Memperihatinkan, Nenek Jompo Tinggal di Rumah Bedek. KNPI Minta Pemerintah Intervensi

Salah seorang Nenek warga Dasan Kerepuk, Desa Pengadangan Barat, Kec. Pringgasela ,Lombok Timur mengahabiskan masa-masa tuanya di rumah yang sudah tidak layak huni. 23/02.

LOMBOK TIMUR, Corongraykayat.co.id – Ketua Bidang Partisipasi Pembangunan Derah DPD KNPI Lombok Timur, Andi Budiman,S.H. ahad 23/02. mengunjungi rumah seorang nenek tidak layak huni di Dasan Kerepuk yang tetap tegar meski hidupnya berkekurangan.
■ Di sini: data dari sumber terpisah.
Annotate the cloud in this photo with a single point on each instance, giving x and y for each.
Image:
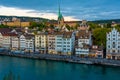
(14, 11)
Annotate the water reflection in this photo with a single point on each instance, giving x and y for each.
(11, 76)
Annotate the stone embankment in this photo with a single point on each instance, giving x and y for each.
(72, 59)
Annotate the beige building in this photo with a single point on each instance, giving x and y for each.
(9, 40)
(51, 43)
(41, 42)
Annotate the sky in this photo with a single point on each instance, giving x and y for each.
(72, 10)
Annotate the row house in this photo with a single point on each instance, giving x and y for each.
(83, 42)
(27, 42)
(51, 43)
(41, 42)
(9, 40)
(84, 26)
(113, 44)
(64, 43)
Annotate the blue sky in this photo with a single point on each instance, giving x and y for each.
(71, 9)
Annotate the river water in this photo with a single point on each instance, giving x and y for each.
(29, 69)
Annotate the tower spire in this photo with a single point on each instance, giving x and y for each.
(60, 17)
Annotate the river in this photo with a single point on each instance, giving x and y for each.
(29, 69)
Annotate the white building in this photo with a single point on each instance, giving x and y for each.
(27, 42)
(113, 44)
(83, 42)
(41, 42)
(9, 40)
(64, 43)
(51, 43)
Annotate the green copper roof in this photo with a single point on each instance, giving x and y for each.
(60, 17)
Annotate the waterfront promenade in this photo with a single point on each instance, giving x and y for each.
(71, 59)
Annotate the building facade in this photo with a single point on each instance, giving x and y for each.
(113, 44)
(64, 43)
(83, 42)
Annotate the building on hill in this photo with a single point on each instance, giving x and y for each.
(113, 44)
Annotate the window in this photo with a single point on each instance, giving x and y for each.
(113, 38)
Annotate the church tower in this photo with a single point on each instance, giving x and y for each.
(60, 18)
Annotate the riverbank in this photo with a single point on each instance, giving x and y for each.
(71, 59)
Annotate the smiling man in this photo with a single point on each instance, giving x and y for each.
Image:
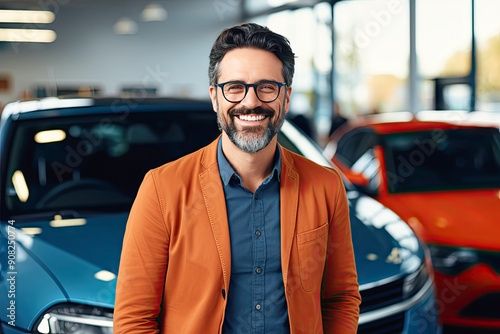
(241, 236)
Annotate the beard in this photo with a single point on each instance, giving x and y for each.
(252, 138)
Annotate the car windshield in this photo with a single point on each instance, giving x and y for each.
(443, 160)
(94, 162)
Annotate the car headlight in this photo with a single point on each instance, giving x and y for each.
(452, 261)
(415, 281)
(75, 319)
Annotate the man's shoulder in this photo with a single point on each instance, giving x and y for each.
(186, 166)
(305, 166)
(311, 173)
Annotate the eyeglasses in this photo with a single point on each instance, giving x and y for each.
(266, 91)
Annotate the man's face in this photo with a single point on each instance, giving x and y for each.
(250, 124)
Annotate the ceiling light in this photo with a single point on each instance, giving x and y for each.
(104, 275)
(50, 136)
(125, 26)
(59, 222)
(20, 186)
(32, 230)
(26, 16)
(154, 12)
(27, 35)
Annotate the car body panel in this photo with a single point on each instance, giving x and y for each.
(436, 218)
(456, 219)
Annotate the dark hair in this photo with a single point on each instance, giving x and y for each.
(251, 35)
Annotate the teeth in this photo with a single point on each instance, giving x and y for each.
(251, 118)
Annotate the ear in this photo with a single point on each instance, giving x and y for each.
(213, 97)
(287, 98)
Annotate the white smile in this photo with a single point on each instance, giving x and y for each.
(251, 118)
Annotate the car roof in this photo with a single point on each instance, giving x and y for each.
(396, 122)
(54, 103)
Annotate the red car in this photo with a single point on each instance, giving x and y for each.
(440, 172)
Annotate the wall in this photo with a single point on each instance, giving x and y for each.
(171, 55)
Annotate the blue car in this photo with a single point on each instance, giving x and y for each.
(70, 170)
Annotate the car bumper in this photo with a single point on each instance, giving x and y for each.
(471, 298)
(414, 315)
(7, 329)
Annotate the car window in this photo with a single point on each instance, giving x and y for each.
(355, 145)
(443, 159)
(95, 162)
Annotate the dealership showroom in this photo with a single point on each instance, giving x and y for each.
(359, 138)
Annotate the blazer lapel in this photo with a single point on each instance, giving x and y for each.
(289, 201)
(215, 203)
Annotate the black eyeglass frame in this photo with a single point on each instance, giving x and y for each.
(247, 86)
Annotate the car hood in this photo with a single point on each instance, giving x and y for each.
(456, 218)
(83, 259)
(384, 246)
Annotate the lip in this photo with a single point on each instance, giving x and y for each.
(248, 121)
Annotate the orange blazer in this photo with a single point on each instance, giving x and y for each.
(176, 258)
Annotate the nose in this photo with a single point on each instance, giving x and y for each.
(251, 100)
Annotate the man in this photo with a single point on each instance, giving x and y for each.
(241, 236)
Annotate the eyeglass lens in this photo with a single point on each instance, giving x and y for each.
(266, 91)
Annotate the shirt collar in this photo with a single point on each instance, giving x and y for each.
(227, 172)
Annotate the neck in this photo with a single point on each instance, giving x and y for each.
(253, 168)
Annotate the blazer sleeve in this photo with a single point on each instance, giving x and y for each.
(143, 264)
(340, 289)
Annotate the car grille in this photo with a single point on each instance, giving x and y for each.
(390, 325)
(381, 296)
(484, 307)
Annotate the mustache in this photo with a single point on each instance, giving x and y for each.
(254, 111)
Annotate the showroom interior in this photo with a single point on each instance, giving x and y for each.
(401, 97)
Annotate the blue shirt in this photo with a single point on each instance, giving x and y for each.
(256, 300)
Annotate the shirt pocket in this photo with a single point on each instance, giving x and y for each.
(312, 247)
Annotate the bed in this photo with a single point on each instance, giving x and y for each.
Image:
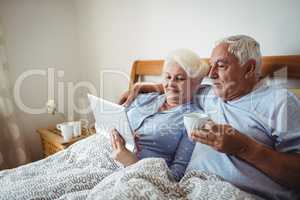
(86, 170)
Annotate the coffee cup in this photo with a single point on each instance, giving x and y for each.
(194, 121)
(76, 128)
(66, 129)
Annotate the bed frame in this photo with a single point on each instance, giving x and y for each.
(270, 64)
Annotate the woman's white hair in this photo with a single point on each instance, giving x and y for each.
(189, 61)
(243, 48)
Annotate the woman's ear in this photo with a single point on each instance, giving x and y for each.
(250, 67)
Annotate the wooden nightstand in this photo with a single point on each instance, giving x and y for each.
(53, 142)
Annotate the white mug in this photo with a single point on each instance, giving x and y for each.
(76, 128)
(66, 129)
(194, 121)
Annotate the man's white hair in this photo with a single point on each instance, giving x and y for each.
(243, 48)
(189, 61)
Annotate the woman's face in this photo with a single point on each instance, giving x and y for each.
(178, 86)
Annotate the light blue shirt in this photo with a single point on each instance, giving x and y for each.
(271, 116)
(161, 134)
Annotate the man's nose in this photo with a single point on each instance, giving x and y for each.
(213, 73)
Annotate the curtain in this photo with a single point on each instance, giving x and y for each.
(12, 146)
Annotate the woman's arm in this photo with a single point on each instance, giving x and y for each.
(121, 153)
(138, 88)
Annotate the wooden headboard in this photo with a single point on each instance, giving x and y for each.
(270, 64)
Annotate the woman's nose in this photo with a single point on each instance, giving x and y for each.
(213, 73)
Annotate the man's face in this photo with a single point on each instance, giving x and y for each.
(227, 75)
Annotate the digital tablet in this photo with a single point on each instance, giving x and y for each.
(109, 115)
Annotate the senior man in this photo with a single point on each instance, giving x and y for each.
(254, 140)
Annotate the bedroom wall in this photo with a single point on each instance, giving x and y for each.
(115, 33)
(39, 35)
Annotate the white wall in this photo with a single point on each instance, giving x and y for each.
(83, 37)
(39, 34)
(114, 33)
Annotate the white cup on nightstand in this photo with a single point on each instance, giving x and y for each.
(66, 130)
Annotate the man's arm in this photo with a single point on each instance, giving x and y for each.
(283, 168)
(138, 88)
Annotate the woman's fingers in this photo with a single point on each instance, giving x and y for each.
(112, 140)
(203, 134)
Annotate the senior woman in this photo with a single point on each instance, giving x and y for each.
(157, 119)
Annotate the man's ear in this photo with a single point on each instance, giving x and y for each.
(250, 67)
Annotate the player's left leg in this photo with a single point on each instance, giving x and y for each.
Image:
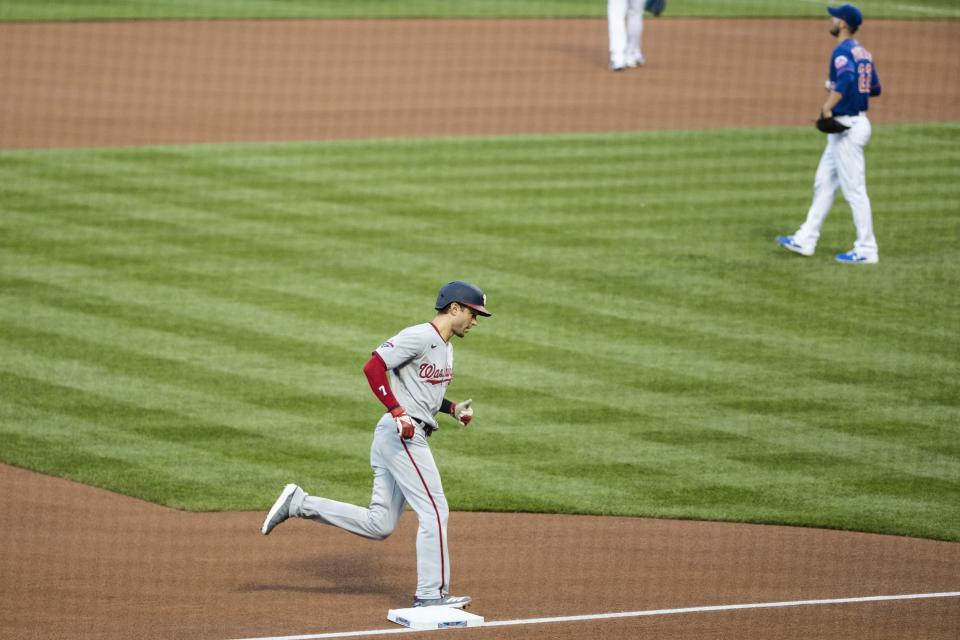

Adalah Inak Irani yang biasa di sapa Inak Genteng mengaku dirinya telah puluhan tahun menghabiskan masa tuanya bertempat tinggal di rumah yang hanya bertembok bedek, berlantaikan tanah dan beratapkan asbes.

“Saya sudah puluhan tahun tinggal disini walaupun sering di kunjunjungi oleh lembaga daerah tetapi bantuan untuk rehap rumah tak kunjung datang” Ujarnya.

Inak Genteng yang sehari-hari bekerja serabutan menjadi buruh tani dan belian sasak guna mencukupi kebutuhan hidupnya, selain itu ia juga kini sedikit mengalami gangguan pengelihatan .

Inak Genteng Menambahkan pernah suatu ketika di kondisinya yang seperti itu masih ada juga orang yang tega menipunya.

“Dulu pernah saya di tipu sampai kambing saya korbankan untuk pengobatan mata, tetapi sekian lama saya tunggu, yang bersangkutan malah raib entah kemana,” pungkasnya dengan Wajah sedih.

Melihat dan mendengarkan curhatan dari nenek Genteng, KNPI Lombok Timur, meminta agar multi pihak bisa melirik kondisi sosial yang sedang di alami oleh nenek genteng, terutama dari istansi dan lembaga pemerintahan daerah Lombok Timur.

“Kami minta supaya pemerintah lebih tanggap dengan lembaga-lembaga yang dia miliki, Pemerintah sampai ketingkat Desa, supaya cepat merespon dan memberikan solusi untuk langkah apa yang harus di lakukan, seperti Nenek Genteng ini agar bisa di bantu perbaikan rumah dan kesehatan matanya,” Ujar Andi.

Lebih jauh Andi berharap, Pemerintah supaya cepat bantu, tidak hanya bantuan dalam bentuk uang kemudain selesai, tapi justru yang di harpakan adalah bagaimana dia bisa cepat tertangi dengan baik secara teknis oleh pemerintah Lambok Timur.

“Kemudian kondisi rumahnya saya lihat sangat tidak layak maka ini penting juga di lihat oleh pemerintah, agar dia juga layak tempat tinggalnya, karena ketidaklayakan rumahnya ini menjadi pemicu rentan terkena penyakit,” Tutup Andi yang berkulit hitam manis itu. (Cr-09).